Friday, July 24, 2015

Swimming

 When I was around 5, we were staying at a motel in Oxford, Alabama.  It probably was around the time of my grandfather's funeral.  My father and I were in the swimming pool, while my Mother was in the room.  I couldn't swim.  The phone rang at the room, and my Mother called out to Daddy to come to the phone.  He left me in the pool.  I was walking around the shallow end, and then I decided to walk toward the diving board, not knowing there was also a deep end.  I slid under the water.  A man grabbed me by the hair and pulled me out of the pool.  I do not know who the man was, other than I think he was in the military.  My parents rushed out of the motel room to find me on the side of the pool.  They thanked the man and wanted to give him a reward, but he declined.  God knows who he is, and He put the man there that day at that time.
 After that experience, I was scared the water.  Daddy tried to teach me to swim.  We would be in a pool, and he would tell me to jump in the water, and he would catch me.  I would do what he said, and he would move out of the way to see if I would swim.  I wouldn't.  I lost trust in him catching me, so I decided that swimming was not something I could do.

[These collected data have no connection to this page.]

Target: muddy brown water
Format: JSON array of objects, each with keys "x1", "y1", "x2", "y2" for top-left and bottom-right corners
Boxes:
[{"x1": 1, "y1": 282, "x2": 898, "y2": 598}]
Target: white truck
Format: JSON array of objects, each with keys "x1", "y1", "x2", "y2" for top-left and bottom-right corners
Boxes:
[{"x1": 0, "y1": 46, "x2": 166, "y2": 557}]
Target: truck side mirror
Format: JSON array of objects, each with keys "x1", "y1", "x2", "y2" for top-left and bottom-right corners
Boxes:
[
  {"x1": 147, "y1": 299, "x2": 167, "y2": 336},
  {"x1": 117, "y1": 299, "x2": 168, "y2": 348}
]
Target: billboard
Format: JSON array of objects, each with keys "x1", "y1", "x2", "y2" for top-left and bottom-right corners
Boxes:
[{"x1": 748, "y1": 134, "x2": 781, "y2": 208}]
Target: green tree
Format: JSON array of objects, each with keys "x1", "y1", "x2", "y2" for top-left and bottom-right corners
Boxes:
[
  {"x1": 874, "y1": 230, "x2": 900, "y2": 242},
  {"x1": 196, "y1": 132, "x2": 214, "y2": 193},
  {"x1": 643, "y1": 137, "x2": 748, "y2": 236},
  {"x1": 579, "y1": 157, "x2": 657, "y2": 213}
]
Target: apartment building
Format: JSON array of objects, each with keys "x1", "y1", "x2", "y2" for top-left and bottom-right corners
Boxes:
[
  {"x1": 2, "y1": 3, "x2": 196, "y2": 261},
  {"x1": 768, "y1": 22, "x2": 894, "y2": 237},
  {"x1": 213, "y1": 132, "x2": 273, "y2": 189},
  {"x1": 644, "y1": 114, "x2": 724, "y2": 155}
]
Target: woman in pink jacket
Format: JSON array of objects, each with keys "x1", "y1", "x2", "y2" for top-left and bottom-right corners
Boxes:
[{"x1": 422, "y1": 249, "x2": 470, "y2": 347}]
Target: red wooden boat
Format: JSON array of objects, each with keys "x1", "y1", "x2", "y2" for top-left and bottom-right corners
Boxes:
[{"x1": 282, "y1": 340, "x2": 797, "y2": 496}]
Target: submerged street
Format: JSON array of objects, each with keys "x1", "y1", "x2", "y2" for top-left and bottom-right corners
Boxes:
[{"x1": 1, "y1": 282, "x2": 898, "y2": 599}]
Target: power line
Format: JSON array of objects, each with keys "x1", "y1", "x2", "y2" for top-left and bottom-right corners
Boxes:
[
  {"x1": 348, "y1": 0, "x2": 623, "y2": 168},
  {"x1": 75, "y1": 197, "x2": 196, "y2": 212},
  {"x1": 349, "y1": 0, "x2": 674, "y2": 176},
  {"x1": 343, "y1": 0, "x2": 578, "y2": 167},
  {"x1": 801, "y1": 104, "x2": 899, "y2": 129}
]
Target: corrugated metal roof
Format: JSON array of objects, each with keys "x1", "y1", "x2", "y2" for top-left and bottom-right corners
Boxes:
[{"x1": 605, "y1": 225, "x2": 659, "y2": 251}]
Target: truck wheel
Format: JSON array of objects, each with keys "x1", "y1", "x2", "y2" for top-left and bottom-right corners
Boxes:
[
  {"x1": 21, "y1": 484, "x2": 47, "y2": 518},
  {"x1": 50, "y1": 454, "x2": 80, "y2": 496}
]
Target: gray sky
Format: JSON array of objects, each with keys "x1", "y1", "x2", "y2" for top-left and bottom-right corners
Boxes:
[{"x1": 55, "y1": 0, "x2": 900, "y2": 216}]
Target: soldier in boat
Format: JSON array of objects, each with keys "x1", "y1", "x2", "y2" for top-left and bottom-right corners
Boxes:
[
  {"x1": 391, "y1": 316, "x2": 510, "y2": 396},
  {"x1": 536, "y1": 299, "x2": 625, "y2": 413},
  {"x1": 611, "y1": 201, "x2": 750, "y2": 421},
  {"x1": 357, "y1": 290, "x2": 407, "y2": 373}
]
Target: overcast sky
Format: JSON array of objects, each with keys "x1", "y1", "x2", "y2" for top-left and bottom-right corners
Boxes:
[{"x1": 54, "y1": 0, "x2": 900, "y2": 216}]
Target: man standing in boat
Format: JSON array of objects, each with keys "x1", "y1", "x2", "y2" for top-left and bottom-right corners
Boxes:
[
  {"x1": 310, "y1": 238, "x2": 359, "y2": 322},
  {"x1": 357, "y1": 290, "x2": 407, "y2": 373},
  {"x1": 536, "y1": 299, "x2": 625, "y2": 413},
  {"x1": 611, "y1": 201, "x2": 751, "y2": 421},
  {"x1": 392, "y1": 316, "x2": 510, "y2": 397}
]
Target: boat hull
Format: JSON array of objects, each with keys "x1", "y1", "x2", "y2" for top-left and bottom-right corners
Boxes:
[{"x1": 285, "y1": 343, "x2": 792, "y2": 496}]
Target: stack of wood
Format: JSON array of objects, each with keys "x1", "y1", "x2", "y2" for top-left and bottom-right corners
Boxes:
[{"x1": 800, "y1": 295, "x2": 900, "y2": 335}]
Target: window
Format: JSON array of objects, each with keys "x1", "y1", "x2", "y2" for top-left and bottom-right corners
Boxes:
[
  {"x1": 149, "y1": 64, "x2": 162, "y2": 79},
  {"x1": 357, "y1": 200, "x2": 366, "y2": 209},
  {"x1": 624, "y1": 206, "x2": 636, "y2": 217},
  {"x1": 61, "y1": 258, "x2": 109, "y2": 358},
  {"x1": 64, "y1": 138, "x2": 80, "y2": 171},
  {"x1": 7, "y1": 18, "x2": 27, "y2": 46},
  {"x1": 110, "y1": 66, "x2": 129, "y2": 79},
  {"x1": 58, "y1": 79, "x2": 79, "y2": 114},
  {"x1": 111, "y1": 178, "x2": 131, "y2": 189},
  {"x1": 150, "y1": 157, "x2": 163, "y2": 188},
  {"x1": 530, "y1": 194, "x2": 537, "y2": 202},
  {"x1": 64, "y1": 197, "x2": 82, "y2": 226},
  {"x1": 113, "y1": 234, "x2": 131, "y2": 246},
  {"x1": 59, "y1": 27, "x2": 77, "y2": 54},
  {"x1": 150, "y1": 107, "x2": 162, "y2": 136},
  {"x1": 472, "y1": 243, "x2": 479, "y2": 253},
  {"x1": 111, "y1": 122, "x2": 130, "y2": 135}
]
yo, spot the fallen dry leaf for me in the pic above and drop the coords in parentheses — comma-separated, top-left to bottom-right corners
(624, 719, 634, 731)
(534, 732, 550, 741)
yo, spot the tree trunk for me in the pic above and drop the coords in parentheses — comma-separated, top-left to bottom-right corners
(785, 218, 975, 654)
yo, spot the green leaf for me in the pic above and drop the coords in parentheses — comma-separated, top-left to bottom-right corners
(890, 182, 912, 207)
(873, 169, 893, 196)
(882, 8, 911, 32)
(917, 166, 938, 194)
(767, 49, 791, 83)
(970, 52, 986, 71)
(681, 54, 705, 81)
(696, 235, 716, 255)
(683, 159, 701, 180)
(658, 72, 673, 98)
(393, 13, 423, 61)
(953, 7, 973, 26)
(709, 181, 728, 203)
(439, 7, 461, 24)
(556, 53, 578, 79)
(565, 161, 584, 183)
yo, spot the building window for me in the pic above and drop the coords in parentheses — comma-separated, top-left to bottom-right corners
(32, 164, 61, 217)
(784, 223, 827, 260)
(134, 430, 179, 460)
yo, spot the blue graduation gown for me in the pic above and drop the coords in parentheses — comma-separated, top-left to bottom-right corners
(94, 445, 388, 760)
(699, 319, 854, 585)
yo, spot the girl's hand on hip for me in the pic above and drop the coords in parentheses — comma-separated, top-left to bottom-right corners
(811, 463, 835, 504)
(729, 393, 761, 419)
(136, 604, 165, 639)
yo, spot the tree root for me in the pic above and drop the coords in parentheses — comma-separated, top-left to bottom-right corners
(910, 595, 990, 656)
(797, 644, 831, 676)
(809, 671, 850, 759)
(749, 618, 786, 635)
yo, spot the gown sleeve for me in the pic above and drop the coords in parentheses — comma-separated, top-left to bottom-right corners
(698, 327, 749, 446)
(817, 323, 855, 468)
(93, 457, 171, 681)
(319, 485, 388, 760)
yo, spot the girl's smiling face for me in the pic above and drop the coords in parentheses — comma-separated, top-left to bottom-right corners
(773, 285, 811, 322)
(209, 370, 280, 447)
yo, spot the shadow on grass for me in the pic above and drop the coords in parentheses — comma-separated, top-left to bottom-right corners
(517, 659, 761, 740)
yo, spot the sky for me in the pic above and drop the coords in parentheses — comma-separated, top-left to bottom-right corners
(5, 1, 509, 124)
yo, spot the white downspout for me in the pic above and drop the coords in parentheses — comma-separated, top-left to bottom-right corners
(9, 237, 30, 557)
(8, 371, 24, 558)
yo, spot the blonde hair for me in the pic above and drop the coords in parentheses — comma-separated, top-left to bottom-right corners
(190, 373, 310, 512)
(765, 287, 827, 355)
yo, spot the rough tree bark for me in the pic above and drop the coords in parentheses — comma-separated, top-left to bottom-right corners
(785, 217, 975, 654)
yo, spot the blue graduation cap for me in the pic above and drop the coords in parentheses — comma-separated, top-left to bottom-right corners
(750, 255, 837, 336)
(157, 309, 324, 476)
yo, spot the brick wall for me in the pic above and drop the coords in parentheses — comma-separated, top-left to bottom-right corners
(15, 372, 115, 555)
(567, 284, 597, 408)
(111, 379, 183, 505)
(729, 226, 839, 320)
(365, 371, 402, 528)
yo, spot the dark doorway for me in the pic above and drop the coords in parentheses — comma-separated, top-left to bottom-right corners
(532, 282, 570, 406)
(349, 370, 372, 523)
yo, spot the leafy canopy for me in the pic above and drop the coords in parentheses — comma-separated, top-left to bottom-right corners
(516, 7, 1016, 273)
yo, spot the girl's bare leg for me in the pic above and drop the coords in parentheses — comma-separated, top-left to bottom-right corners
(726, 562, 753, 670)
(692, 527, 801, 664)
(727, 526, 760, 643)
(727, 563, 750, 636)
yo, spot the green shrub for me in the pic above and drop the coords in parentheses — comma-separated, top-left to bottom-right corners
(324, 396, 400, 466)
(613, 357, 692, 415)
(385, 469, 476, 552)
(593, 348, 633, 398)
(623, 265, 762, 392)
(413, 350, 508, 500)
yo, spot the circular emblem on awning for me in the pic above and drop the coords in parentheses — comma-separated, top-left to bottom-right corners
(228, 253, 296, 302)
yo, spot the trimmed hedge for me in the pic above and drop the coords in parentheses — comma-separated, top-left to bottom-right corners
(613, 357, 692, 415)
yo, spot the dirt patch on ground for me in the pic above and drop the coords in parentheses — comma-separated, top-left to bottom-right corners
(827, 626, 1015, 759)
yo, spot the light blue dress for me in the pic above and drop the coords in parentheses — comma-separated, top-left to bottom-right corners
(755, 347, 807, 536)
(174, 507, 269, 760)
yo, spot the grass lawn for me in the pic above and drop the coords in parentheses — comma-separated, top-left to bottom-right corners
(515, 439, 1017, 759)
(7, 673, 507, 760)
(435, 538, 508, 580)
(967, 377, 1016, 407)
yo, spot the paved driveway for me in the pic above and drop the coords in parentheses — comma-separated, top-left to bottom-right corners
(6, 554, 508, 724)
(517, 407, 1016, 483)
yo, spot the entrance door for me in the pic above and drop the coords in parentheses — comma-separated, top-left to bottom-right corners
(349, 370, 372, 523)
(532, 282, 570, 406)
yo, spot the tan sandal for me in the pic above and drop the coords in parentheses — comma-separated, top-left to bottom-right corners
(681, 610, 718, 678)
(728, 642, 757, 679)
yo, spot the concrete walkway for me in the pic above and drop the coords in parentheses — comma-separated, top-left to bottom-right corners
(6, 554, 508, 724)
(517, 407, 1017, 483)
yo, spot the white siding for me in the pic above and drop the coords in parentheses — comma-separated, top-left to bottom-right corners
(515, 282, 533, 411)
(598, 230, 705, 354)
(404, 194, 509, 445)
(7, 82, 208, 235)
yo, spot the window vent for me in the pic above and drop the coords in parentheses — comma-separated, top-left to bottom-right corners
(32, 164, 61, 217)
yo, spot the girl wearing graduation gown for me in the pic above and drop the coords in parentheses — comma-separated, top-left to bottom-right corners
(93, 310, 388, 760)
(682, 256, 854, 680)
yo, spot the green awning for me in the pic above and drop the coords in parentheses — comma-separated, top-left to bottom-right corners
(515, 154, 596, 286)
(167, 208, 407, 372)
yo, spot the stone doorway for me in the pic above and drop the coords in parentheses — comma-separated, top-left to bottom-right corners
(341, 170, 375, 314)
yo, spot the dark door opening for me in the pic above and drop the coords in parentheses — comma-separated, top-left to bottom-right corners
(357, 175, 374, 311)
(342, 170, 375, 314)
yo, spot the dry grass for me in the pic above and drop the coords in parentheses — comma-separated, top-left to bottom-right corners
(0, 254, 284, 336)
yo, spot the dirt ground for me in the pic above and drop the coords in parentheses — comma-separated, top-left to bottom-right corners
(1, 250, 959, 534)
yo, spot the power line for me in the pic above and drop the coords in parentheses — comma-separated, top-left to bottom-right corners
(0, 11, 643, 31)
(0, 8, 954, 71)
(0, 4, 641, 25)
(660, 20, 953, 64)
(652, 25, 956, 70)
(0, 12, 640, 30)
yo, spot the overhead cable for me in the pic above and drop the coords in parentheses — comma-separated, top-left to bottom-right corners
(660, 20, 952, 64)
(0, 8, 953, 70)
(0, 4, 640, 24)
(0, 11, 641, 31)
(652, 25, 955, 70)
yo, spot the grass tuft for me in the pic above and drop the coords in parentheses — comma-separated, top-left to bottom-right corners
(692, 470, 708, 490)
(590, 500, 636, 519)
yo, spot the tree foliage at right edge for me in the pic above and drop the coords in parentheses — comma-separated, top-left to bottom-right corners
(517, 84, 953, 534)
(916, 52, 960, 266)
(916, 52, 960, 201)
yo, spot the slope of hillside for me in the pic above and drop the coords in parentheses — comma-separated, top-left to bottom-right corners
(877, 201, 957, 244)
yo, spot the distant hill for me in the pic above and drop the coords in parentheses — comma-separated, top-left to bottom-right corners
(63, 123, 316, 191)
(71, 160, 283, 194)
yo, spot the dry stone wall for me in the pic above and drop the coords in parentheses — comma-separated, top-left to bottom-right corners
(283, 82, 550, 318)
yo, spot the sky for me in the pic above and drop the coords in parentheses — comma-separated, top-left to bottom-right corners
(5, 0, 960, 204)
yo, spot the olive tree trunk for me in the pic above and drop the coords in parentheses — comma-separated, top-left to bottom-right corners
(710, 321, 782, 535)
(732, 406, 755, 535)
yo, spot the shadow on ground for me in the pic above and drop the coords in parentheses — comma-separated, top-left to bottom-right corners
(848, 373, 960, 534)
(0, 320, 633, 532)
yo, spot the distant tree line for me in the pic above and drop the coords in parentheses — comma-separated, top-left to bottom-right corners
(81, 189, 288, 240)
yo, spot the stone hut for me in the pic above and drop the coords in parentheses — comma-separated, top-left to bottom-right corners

 When I was 14, my parents decided to send me to USC to learn how to swim.  I took weekly classes one summer at the pool behind Longstreet Theatre on the USC campus.  I was the oldest kid in the class.  The others were between 6 and 10.  I lied to some kids about my age, because they laughed about me being bigger than anyone else.  I learned how to dog paddle, but I couldn't master the art of turning my head to breathe, so I didn't go very far in the class.  The instructors wanted us to learn how to dive.  The low diving board was not a problem, although I wasn't very keen on doing anything more than just jumping in the water.  But then came the high platform.   Climbing the ladder was like going to an execution.  I was coaxed by the instructors to jump off of the platform.  I did and went to the bottom of the pool.  The idea was the swim up to the ladder by the pool after going into the water.  I got disoriented and couldn't find the side of the pool.  One of the instructors had to dive in and save me. 
 After that experience, I decided that swimming was not important.  I have been in the water since then but always on a flotation device like an air mattress.  No more deep ends for me.